The levelised cost of electricity for renewable technologies at utility-scale is becoming lower than that for the traditional fossil fuels—0.038 to 0.076 USD/kWh depending on the renewables compared to 0.05 to 0.18 USD/kWh for fossil fuels (IRENA 2020)—which is an excellent progress. However, the consumer energy prices do not reflect this lower cost for the renewables yet. Perhaps, this may take some more time. Although the renewable power generation has increased by nearly 50% (a total of about 780 GW) for the year 2020 compared to 2019 (IRENA 2021), this is substantially lower than the 2019 projection of 1.5 TW for 2020 (IRENA 2019). This clearly suggests that the renewables share is growing slowly and one may have to accelerate it but the accelerated growth may have its own consequence on the environment for the reasons argued in Lørstad et al. (2022a), which are based on the data for GHG emissions and cradle-to-grave life cycle analysis (LCA) published in past studies. For example, the electric vehicles projected to have zero emission is not so in reality according to cave-to-case analysis showing that one has to drive a 110 kW size EV for about 35,000 km without recharging to offset the CO\(_2\) emitted by the battery pack production alone (Alvarez 2019). This is not practical. It is likely that combustion will remain as one of the components in the energy technology mix and will play an important part for specific applications, such as transport and energy-intensive industries, requiring high energy densities but its form and type are likely to be different.

1 Combustion Technology Role

The mitigation of global warming requires solutions, targeted towards reducing GHG emissions, which arise from efforts concerted across various continents and countrywide solutions are inadequate. While a complete shift towards renewables seems attractive and achievable over longer timescales but the accelerated shift set by various governments independently does not sound pragmatic. Perhaps, this may worsen the situation because the additional energy required to achieve the accelerated shift towards renewables has to come from non-renewables. Thus, a balanced approach to meet the ever increasing energy without aggravating the global warming is needed.
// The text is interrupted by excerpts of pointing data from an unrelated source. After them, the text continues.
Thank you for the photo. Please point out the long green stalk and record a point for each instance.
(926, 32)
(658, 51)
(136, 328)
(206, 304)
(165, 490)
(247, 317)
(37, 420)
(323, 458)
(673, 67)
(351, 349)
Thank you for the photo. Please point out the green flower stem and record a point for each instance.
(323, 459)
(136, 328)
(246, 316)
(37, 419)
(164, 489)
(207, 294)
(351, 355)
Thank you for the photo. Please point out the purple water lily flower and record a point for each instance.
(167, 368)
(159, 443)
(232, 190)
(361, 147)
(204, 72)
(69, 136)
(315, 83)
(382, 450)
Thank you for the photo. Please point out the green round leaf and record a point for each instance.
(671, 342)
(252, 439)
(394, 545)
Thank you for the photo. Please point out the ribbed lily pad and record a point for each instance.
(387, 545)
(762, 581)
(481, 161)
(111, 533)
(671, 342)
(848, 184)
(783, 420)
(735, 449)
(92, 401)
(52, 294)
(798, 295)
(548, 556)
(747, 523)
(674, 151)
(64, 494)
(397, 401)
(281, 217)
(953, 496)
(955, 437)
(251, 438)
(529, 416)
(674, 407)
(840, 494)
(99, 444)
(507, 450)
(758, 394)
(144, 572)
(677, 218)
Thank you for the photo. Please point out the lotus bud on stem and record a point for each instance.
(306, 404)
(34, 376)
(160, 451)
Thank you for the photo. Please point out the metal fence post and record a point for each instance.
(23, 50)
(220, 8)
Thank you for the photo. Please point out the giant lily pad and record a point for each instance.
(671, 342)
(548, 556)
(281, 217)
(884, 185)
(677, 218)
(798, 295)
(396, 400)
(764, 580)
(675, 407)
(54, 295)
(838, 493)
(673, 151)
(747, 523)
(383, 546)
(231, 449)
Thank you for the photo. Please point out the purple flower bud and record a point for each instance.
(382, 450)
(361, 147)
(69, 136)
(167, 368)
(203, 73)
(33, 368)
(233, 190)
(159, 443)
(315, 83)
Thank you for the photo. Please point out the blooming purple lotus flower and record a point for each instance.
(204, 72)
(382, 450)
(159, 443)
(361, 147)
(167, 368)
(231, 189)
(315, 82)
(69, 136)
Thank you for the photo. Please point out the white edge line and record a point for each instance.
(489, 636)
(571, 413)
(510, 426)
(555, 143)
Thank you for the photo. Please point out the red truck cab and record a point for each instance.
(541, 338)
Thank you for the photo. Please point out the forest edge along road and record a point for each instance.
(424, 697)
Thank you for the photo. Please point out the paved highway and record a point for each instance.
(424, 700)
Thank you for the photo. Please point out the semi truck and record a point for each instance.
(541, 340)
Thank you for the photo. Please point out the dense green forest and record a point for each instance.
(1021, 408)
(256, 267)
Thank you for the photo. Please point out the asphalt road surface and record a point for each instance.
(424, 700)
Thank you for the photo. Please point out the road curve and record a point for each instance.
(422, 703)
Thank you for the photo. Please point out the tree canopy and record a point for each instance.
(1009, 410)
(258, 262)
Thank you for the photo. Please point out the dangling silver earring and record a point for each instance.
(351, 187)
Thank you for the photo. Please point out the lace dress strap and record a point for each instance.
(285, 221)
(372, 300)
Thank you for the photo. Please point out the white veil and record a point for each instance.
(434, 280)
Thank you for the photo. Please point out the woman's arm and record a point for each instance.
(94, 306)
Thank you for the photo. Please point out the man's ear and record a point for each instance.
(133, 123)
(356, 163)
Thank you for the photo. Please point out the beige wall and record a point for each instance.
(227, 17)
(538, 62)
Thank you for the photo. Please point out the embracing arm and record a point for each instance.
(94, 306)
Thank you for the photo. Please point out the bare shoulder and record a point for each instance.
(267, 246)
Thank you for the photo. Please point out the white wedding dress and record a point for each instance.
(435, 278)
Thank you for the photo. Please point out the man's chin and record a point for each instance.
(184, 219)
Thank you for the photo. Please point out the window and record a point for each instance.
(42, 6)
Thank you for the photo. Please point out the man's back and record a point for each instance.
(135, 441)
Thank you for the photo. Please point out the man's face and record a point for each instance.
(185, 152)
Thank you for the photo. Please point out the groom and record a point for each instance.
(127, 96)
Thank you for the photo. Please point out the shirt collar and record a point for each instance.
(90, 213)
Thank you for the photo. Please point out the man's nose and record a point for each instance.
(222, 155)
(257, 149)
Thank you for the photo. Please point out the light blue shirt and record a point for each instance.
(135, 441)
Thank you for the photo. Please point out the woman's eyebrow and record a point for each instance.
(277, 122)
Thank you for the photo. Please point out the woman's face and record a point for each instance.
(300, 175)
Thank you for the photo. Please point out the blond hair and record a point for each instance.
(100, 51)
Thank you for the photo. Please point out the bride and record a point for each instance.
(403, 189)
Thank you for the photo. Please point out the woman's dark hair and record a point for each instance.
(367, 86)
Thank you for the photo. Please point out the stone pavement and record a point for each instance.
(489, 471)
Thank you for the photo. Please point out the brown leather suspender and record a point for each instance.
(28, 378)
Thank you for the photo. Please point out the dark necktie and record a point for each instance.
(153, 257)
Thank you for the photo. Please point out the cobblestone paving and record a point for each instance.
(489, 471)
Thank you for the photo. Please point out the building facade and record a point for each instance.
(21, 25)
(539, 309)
Combustion technologies play important role in this respect as suggested by the results in Fig. 2 showing future projections for the combustion share of world TPES under three different scenarios (Swaminathan 2019). The inset is the actual data from the International Energy Agency (IEA 2021) showing a gradual decrease in the combustion share while a small rise in 2012 is because of the increase in coal combustion in some countries in that year. If one makes a naive projection by assuming that the progress in renewable technologies is steady and organic following the current trends then the combustion share will be more than 75% even by the year 2110 (the solid line). The slope of this curve is related to the progress and advancement of alternative energy technologies. If one keeps an optimistic view for these technologies and presumes that they are progressing at about 50% faster pace compared to the current trend then the combustion share falls to about 70% in 2110. This share decreases further to 66% for the year 2110 if one assumes that the alternative technologies progress at 80% faster pace. To achieve this, a radical paradigm shift is needed and whether this is practical or not from the economical consideration is an open question. Even the heavily accelerated shift (80% scenario) reduces the combustion share only by 40% and thus a pragmatic approach is to seek for alternative combustion concepts and technologies which can significantly reduce GHG  emissions and can act as retrofits to the existing combustion systems which can also aid a quicker shift towards renewables in the longer run.

Fig. 2
figure 2

Adapted from Swaminathan (2019)

Combustion share of world TPES and its future projections.

Full size image

Many alternative combustion concepts such as fuel-lean and MILD (moderate, intense or low dilution) combustion emerge as potential solutions since they could deliver both low emissions and high efficiency. However, using them for practical applications bring their own challenges as discussed by Swaminathan and Bray (2011) and Lørstad et al. (2022a). Also, carbon-free and E-fuels are emerging as potential alternative solutions to mitigate CO\(_2\) emission while catering to the ever-increasing energy demand. Specifically, hydrogen combustion seems to be gaining momentum with a view to use hydrogen as a main energy carrier. Although this solution addresses the CO\(_2\) emission directly it brings additional challenges for its safe usage, controlled combustion for practical applications and potential increase in NO\(_x\) emissions. One of the current NO\(_x\) reduction technologies can be utilised to control this emission from hydrogen or E-fuel combustion. Nevertheless, the distribution of hydrogen from production sites to consumers is challenging which requires a complete infrastructure overhaul and the scale of economy for this cannot be underestimated adding further challenges.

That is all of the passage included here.